As the literature is lacking thorough data concerning fresh fruits available on the market for consumers, we aimed to fulfil this gap. This study provides data on 12 elements concentration in fresh fruits available for consumers not only in Poland but also abroad as the products analysed were imported from other European countries, Africa, Asia and America. Fresh fruits proved to be products that are indispensable in our diet as they provide essential nutrients as Mg, K, Ca, P, Zn, Cu, Fe and Mn. In general, peeled fruits (apples, lemons and pears) contained lower levels of macro- and microelements in comparison to unpeeled ones, and the most significant differences were observed in the case of Ca, Mg, P and K. There is no health hazard to consumers in view of heavy metals such as Cu, Ni and Cr concentrations in the analysed samples. Based on RDA and AI estimated for essential elements, it was concluded that accessory fruits such as pineapples, raspberries and strawberries supply organism with the highest amounts of bioelements.

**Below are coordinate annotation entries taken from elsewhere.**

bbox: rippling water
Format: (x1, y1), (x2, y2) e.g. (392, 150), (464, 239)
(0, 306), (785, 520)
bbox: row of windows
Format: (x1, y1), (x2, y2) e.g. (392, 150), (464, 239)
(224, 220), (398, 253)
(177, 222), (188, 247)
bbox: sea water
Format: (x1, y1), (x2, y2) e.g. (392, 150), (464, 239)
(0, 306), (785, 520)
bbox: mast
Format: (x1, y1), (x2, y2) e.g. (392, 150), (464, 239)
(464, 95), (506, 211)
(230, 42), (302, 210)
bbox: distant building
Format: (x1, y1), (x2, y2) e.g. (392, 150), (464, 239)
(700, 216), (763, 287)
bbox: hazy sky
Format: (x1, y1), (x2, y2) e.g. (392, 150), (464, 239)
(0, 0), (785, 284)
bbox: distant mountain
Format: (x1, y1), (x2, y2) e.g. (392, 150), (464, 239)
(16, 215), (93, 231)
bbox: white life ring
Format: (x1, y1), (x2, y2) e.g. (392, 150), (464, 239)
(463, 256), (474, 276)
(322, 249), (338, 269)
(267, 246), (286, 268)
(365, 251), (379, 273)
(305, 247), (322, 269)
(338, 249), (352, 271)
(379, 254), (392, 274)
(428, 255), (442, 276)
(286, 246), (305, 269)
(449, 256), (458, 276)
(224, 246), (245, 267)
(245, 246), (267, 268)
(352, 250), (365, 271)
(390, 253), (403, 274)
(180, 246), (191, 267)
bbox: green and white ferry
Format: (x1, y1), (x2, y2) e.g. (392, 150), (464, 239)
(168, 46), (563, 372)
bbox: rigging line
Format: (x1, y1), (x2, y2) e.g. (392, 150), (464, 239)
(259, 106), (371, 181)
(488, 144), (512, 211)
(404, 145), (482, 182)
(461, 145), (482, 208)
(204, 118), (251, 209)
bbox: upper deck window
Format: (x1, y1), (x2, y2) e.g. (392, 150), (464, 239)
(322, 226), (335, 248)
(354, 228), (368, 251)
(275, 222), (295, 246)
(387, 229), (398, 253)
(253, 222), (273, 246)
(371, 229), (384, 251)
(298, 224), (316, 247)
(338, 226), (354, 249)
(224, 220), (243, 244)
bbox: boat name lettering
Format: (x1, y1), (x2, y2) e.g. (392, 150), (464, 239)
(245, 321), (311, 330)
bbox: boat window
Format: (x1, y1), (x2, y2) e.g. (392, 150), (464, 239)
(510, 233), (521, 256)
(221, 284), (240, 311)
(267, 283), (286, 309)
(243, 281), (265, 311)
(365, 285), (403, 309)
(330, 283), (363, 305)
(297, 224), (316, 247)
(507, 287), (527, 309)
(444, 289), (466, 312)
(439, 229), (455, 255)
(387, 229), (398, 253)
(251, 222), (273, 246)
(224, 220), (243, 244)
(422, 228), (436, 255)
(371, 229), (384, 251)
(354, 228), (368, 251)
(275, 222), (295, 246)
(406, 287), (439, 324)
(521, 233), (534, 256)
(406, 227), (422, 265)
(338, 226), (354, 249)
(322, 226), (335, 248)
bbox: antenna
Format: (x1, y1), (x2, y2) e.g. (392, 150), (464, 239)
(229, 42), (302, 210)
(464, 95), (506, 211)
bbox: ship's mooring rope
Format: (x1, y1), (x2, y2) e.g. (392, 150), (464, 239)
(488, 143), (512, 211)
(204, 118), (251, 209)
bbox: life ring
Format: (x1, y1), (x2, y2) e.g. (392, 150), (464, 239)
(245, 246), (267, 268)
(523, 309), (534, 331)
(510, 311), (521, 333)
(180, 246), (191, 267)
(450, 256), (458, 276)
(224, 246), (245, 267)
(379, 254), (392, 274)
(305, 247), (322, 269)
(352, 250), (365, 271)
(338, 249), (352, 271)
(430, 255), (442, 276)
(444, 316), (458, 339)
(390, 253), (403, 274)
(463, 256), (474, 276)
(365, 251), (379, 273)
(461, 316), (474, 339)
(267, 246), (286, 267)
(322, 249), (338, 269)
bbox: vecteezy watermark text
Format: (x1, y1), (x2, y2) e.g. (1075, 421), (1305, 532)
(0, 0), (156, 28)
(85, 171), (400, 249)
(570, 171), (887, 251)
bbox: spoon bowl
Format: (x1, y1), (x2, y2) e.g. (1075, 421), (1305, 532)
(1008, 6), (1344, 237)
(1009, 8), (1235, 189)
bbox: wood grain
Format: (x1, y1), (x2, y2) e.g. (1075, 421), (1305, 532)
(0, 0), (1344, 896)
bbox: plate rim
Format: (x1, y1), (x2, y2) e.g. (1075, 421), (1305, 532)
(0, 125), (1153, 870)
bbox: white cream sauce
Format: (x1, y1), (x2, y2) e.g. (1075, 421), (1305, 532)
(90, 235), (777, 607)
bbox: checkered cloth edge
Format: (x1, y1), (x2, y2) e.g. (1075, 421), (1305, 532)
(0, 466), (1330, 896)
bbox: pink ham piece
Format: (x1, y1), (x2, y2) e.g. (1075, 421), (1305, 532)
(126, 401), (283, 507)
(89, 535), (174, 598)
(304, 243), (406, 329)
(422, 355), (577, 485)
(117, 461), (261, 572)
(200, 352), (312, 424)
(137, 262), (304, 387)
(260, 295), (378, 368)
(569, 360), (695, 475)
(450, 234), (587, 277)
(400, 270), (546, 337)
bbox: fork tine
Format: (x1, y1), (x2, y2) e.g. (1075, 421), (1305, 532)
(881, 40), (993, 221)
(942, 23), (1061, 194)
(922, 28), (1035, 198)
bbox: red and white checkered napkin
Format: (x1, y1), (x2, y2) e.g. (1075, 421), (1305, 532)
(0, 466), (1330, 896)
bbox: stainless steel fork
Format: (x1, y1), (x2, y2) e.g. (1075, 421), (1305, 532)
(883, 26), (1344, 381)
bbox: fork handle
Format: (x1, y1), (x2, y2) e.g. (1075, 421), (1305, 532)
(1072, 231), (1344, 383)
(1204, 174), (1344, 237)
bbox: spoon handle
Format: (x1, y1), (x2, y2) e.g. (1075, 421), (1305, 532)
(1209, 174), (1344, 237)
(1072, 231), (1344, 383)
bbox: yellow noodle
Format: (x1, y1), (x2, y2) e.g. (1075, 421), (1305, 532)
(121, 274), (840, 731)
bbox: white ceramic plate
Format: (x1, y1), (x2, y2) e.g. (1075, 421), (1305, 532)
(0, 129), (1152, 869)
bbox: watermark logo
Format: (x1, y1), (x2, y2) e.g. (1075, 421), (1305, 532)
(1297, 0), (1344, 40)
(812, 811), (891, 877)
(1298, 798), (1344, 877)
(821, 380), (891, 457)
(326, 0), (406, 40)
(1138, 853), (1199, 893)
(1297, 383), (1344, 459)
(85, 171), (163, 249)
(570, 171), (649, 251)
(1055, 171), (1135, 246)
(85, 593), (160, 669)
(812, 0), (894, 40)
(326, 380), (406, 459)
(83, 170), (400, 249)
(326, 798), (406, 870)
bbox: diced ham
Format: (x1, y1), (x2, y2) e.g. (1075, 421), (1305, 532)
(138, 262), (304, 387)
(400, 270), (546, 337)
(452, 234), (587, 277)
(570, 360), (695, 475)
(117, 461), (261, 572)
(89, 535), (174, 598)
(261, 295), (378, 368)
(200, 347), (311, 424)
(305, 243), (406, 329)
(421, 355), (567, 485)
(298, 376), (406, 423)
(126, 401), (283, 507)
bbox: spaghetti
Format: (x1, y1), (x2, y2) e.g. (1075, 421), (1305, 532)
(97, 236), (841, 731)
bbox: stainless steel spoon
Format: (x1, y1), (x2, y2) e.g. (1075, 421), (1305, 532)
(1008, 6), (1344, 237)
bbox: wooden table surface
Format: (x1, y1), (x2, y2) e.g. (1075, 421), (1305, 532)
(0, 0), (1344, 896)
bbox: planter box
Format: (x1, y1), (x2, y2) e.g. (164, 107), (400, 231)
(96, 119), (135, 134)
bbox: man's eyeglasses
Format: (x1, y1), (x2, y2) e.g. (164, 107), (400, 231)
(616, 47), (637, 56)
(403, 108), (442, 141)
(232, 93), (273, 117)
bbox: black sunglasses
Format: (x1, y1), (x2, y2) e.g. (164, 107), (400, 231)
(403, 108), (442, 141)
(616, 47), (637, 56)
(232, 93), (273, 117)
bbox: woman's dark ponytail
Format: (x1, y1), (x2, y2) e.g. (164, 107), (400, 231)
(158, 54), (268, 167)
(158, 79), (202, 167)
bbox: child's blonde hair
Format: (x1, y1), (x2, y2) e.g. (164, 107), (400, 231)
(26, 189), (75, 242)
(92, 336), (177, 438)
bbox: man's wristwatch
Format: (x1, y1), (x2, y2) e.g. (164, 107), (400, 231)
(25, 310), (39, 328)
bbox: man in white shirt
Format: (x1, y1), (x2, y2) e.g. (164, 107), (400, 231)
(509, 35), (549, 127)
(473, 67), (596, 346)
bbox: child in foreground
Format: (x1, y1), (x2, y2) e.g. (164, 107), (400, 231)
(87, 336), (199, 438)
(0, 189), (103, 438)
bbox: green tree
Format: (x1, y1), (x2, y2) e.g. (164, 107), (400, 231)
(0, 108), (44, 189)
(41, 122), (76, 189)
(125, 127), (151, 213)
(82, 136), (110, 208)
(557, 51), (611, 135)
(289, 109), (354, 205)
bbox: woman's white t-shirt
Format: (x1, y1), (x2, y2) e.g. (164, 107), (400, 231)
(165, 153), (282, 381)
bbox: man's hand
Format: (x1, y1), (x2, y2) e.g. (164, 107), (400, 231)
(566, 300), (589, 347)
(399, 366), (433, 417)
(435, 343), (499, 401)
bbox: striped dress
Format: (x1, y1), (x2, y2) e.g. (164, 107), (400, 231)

Based on the obtained results, it can be concluded that multivariate techniques are efficient tools that can be successfully applied to food quality and authenticity evaluation which are essential from the consumer’s and producer’s points of view. In this paper loadings such as Ca, Mg, Na, K, P, Zn, Cu, Fe, Cr and Mn were good descriptors for different kinds of fresh fruits. Their application was helpful for the deeper understanding of the distribution of selected metals in food.

Application of ANOVA Kruskal–Wallis test lets us reveal dependence between biological provenance of the fruits as well as their type and elemental composition. The employed chemometric techniques such as factor and cluster analyses have proved to be reliable tools in differentiation of fruits in view of their mineral composition.